A Comissão de Defesa dos Direitos das Pessoas com Deficiência da Câmara dos Deputados aprovou projeto que prevê a inclusão da condição de pessoa com deficiência no Documento Nacional de Identidade (DNI).
Com a mudança, o próprio documento passa a ser prova suficiente da deficiência, dispensando apresentação de laudos extras para garantir direitos.
Foi aprovada a versão do relator, deputado Thiago Flores (União-RO), ao Projeto de Lei 3805/23, do deputado Amom Mandel (Republicanos-AM), e ao apensado (PL 316/26). O substitutivo faz ajustes técnicos que não alteram o conteúdo original da proposta.
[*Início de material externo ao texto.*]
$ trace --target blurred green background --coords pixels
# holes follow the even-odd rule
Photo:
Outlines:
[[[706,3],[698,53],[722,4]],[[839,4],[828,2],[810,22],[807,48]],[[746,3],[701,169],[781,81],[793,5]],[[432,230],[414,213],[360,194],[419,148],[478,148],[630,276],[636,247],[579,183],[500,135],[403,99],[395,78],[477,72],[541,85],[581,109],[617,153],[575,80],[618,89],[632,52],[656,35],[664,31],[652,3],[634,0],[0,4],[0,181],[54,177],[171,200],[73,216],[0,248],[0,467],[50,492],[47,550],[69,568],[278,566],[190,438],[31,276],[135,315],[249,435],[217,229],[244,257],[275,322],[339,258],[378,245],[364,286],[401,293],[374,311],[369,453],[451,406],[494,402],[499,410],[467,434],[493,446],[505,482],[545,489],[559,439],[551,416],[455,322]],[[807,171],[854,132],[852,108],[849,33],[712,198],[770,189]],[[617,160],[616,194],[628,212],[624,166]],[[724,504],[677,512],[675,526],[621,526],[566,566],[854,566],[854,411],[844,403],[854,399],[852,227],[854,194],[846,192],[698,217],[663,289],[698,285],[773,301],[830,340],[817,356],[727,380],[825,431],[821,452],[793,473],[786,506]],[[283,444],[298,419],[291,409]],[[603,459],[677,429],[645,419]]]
A inclusão da informação no documento de identidade será opcional, mediante pedido do próprio cidadão. Para obter o registro, a pessoa precisará apresentar a documentação médica comprobatória.
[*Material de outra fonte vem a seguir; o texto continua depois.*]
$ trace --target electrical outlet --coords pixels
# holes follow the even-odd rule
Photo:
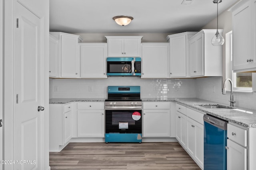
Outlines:
[[[54,92],[58,92],[58,86],[54,86]]]
[[[89,86],[89,91],[92,92],[92,86]]]

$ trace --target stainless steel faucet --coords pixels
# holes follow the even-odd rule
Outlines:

"A proposta não impõe qualquer obrigatoriedade. O cidadão tem o direito de optar pela inclusão da informação para preservar a sua autonomia e privacidade", afirmou o relator.
Thiago Flores também ressaltou que a medida cria um padrão nacional de identificação, o que, na sua opinião, resolve a atual fragmentação gerada pela emissão de carteiras diferentes em cada estado.
O texto aprovado altera quatro legislações de identificação e acesso. Entre elas, a Lei do Passe Livre Interestadual e a Lei da Identificação Civil Nacional .
Próximos passos
O projeto ainda será analisado, em caráter conclusivo, pela Comissão de Constituição e Justiça e de Cidadania.
Para virar lei, precisa ser aprovado pela Câmara e pelo Senado.